English architect Thomas Graham Jackson, while studying the old architecture of Dalmatia, was first warned of the exceptional heritage value of this edifice, although it was founded abandoned and partially demolished in 1887. In 1891, investigations by domestic and foreign experts were conducted on the site. In 1914 a company from Bihać rented the church. In 1924, walls on the northwestern apse were renovated. During restoration works in 1948, the remains of an older edifice that extends to the east and more fragments of the altar partition were found. Previously walled-up windows were opened in the 1950s.

Today, findings are kept in the Archaeological Museum in Split. Arches and altar screen are a typical example of pre-Romanesque stone sculpture which is harmoniously decorated with the geometric Croatian interlace motifs and carved text.

After years of neglect, by 1965, the walls and vaults of the church were cracked, and thorns were growing in the interior. As a result, the head of a monastery of the Assumption of Mary from Poljud neighborhood in Split, fra Vjekoslav Bonifačić, asked the authorities to renovate the church, which they eventually did. On October 22, 1967, the church become the founding place of the new parish of the Holy Trinity.

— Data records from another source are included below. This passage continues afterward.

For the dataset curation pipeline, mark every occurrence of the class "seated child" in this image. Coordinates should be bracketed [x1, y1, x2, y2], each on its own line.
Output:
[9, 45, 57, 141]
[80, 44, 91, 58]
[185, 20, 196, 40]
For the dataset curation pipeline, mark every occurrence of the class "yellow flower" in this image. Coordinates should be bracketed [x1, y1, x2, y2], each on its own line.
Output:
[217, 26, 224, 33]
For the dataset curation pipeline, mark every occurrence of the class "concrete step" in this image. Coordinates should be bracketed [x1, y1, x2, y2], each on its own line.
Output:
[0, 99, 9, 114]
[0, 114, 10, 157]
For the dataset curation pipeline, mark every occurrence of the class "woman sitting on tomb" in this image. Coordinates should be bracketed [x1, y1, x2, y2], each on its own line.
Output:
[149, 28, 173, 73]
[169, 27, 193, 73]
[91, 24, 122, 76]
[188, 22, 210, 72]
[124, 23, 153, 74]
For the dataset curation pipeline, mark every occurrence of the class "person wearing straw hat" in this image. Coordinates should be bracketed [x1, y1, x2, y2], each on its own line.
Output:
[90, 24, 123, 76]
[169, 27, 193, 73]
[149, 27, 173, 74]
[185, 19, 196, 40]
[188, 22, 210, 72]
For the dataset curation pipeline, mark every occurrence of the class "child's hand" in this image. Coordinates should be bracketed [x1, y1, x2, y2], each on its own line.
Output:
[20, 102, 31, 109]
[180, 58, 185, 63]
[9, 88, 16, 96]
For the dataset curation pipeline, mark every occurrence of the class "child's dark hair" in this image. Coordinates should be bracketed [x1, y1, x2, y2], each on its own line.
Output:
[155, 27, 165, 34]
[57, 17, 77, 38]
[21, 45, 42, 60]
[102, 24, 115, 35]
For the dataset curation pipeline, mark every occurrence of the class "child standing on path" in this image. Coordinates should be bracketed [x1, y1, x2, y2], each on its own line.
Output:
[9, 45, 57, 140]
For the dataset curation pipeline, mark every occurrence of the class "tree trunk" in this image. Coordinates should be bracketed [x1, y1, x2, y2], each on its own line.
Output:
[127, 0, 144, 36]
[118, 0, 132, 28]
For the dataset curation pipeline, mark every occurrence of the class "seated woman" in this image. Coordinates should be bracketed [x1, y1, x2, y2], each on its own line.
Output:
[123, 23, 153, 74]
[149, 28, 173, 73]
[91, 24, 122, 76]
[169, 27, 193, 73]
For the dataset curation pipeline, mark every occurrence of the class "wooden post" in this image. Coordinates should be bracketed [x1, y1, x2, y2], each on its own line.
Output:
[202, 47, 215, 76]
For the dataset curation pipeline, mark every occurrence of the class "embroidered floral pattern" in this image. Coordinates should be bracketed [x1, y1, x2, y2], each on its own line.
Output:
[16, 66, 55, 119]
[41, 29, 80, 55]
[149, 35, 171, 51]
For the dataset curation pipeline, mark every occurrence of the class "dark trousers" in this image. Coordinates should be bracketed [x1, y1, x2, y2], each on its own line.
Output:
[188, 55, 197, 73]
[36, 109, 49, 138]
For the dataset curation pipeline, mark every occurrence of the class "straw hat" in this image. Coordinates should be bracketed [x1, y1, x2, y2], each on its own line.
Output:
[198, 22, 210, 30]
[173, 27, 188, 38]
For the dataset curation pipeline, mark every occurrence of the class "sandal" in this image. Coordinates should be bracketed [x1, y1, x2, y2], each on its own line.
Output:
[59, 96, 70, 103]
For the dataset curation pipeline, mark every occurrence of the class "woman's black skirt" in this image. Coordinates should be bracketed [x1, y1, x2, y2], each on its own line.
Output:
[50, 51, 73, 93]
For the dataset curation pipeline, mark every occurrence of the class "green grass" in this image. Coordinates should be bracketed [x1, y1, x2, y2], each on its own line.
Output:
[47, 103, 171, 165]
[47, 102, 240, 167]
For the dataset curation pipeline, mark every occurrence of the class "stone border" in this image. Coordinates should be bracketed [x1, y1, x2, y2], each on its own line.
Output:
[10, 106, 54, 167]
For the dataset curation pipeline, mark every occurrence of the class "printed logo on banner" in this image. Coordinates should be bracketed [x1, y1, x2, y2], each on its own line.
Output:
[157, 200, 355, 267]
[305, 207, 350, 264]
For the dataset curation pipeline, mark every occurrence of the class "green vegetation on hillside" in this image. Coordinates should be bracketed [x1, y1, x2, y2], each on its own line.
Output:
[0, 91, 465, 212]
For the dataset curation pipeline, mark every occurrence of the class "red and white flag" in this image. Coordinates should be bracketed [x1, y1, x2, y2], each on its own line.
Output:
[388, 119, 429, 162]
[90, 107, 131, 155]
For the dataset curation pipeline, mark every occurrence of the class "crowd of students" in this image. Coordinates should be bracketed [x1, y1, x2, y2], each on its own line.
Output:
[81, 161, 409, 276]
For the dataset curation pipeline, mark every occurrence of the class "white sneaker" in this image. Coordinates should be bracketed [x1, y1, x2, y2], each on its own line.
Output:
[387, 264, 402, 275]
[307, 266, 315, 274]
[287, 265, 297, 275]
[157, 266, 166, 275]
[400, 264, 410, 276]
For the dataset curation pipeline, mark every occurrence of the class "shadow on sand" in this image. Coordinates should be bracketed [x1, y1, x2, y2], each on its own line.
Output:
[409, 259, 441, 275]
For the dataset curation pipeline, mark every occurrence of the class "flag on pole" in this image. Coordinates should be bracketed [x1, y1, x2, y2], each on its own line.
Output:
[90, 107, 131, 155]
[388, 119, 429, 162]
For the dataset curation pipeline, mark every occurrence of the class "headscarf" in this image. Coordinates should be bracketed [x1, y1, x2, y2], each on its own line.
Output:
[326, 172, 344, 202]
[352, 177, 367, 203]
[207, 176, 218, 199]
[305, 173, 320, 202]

The nearby monastery of the Assumption of Mary is used as a parish church for practical reasons.

==Description==
Church has a central shape which is dominated by a dome that lies on six apses interconnected with pillars. The church is only of all six-apse edifices in the early medieval architecture of Dalmatia that is located in Split (the others are in the Zadar area). In addition, it's also the best preserved. The maximum external length of the church is 10.30 meters, a minimum internal length 5.90 meters, while the height of the central tambour is 9.5 meters. The church is built of limestone drowned in plaster and vaulted with a semi-dome, probably taken from some older buildings in the area.

Remains of an ancient edifice with an apse that had an unknown purpose were found nearby.